The Jakarta Post
The Agrarian and Spatial Planning Ministry has announced it will register 10 million new plots of land this year, one million more than the initial target of 9 million set in 2015, following President Joko “Jokowi” Widodo’s order to expedite land certification.
The increase came because the ministry exceeded last year’s land certification target by 133 percent, certifying 9.3 million plots of land, said Agrarian and Spatial Planning Minister Sofyan Djalil.
“I don’t dare share the exact target now, except that it’s above 10 million [registered lands]. Although, internally, we already have a predicted number,” he said at a recent event in Jakarta.
However, Sofyan acknowledged that only 64.5 percent of the registered plots of land last year were certified, equal to 6 million plots of land.
The remaining 35.5 percent, he said, either lacked certain documents or were subject to legal disputes.
As of 2018, the ministry had certified a total of 13.5 million plots of land since 2015, when the land certification program started. The total number was slightly above the initial target of 13 million set in 2015.

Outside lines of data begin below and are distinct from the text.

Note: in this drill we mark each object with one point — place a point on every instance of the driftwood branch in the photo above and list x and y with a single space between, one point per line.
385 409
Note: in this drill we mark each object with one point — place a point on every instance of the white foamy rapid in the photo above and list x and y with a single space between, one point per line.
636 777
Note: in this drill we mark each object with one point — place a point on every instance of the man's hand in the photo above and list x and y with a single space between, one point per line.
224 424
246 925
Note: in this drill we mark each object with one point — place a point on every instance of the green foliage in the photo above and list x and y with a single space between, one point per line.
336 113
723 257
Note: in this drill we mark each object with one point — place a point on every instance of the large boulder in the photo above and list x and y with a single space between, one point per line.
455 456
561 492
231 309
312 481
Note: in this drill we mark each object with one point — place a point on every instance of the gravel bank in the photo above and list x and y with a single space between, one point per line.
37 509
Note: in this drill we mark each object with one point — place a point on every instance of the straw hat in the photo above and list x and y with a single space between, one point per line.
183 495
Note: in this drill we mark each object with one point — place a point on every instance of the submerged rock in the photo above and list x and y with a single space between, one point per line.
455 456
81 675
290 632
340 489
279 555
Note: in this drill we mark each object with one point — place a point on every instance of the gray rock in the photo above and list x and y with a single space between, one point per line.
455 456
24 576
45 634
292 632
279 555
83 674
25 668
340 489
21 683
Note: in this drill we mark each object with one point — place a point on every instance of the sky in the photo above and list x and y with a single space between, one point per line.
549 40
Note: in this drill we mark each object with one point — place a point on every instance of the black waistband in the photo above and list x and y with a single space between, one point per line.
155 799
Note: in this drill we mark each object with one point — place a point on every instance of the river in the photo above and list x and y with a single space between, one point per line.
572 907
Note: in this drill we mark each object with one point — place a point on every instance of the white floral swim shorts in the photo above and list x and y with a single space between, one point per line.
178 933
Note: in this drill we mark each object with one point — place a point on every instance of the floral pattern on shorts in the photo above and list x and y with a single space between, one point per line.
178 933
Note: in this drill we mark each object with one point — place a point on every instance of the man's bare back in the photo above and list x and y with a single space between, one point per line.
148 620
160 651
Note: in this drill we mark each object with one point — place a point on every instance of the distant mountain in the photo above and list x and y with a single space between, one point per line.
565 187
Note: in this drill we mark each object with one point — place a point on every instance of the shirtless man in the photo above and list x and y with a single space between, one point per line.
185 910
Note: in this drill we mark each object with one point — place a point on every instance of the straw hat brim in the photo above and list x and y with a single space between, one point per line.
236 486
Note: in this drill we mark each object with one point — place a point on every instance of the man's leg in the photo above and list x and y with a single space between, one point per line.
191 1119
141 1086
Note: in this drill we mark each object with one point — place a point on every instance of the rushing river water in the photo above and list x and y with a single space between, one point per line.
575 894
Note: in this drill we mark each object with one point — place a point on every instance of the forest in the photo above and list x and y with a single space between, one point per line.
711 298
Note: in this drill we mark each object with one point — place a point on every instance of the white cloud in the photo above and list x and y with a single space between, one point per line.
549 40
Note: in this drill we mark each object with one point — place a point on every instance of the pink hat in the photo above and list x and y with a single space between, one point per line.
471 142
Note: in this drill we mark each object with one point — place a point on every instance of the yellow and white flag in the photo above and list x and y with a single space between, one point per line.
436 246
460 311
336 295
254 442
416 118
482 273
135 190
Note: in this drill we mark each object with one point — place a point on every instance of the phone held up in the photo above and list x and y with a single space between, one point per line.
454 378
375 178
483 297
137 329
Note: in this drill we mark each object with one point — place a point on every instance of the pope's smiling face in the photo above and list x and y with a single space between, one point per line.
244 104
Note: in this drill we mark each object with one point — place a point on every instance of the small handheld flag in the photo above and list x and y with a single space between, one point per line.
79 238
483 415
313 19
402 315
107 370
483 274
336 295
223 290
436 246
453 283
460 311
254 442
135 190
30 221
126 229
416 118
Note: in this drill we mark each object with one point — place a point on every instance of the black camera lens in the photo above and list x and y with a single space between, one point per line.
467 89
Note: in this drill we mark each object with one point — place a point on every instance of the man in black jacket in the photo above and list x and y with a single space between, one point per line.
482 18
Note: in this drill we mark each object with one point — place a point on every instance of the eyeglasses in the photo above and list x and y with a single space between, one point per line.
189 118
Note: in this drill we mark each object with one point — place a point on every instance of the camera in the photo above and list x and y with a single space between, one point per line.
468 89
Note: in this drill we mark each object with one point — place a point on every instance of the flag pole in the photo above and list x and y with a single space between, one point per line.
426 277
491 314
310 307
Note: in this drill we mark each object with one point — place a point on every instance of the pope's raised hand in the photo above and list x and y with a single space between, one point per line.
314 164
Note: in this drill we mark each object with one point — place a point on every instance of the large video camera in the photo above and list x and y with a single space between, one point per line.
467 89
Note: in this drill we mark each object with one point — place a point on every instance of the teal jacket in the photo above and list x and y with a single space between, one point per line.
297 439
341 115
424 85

The ministry’s Agrarian Planning Director General Muhammad Ikhsan was confident his side could reach a higher certification percentage following the issuance of Presidential Regulation No. 86/2018 on agrarian reform in September last year.
“It [the regulation] will give us greater authority to execute land reform,” he said during the same event.
He said that given each plot of land was between one and two hectares, the ministry would have registered up to 18.6 million ha of land this year and would register 20 million ha next year.
As part of his land reform promises, Jokowi institutionalized the Agrarian and Spatial Planning Ministry – formerly the National Land Agency (BPN) – to carry out his ambition of certifying all land by 2025 and, thus, improve the security of land tenure among Indonesia’s lower income population.
The government expects that when people with low incomes have improved land tenure security, they will have a better access to credit and land-related investments.
A 2002 study by the Jakarta-based SMERU Research Institute found that landowners were three times more likely to apply for bank loans after receiving land certificates.
The study, based on a survey of 1,002 households, found that the amount of landowners who took loans increased from 5.4 percent to 17.2 percent after receiving land certification.
The majority, 84.2 percent, of borrowers, according to the study, used the loans for business purposes, such as purchasing daily supplies and new inventories. The remainder, 15.8 percent, used the loans for personal expenses, such as bills and school fees.
“According to several staff members of BRI [state-owned lender Bank Rakyat Indonesia], these certificates gave them better legal security over the loans,” the study stated.
The study also found that 23 percent of certified landowners made land-related investments, compared to 17.8 percent of non-certified landowners. These investments include home renovations and constructions of paddy-field irrigation systems.
Overall, the study found that 94.7 percent of respondents felt that land certification was well worth the administrative cost, which went as high as Rp 100,000 (US$7.11). Officially, the cost should not exceed Rp 11,500 in early 2000s.
Similarly, minister Sofyan acknowledged that illegal certification levies were still a rampant problem. Since 2017, the official administrative fee is limited to Rp 200,000 for Java and Rp 350,000 for outside Java, but media reports show that the figure has reached as high as Rp 2.5 million.
“Just report these illegal levy collectors to the police,” he said.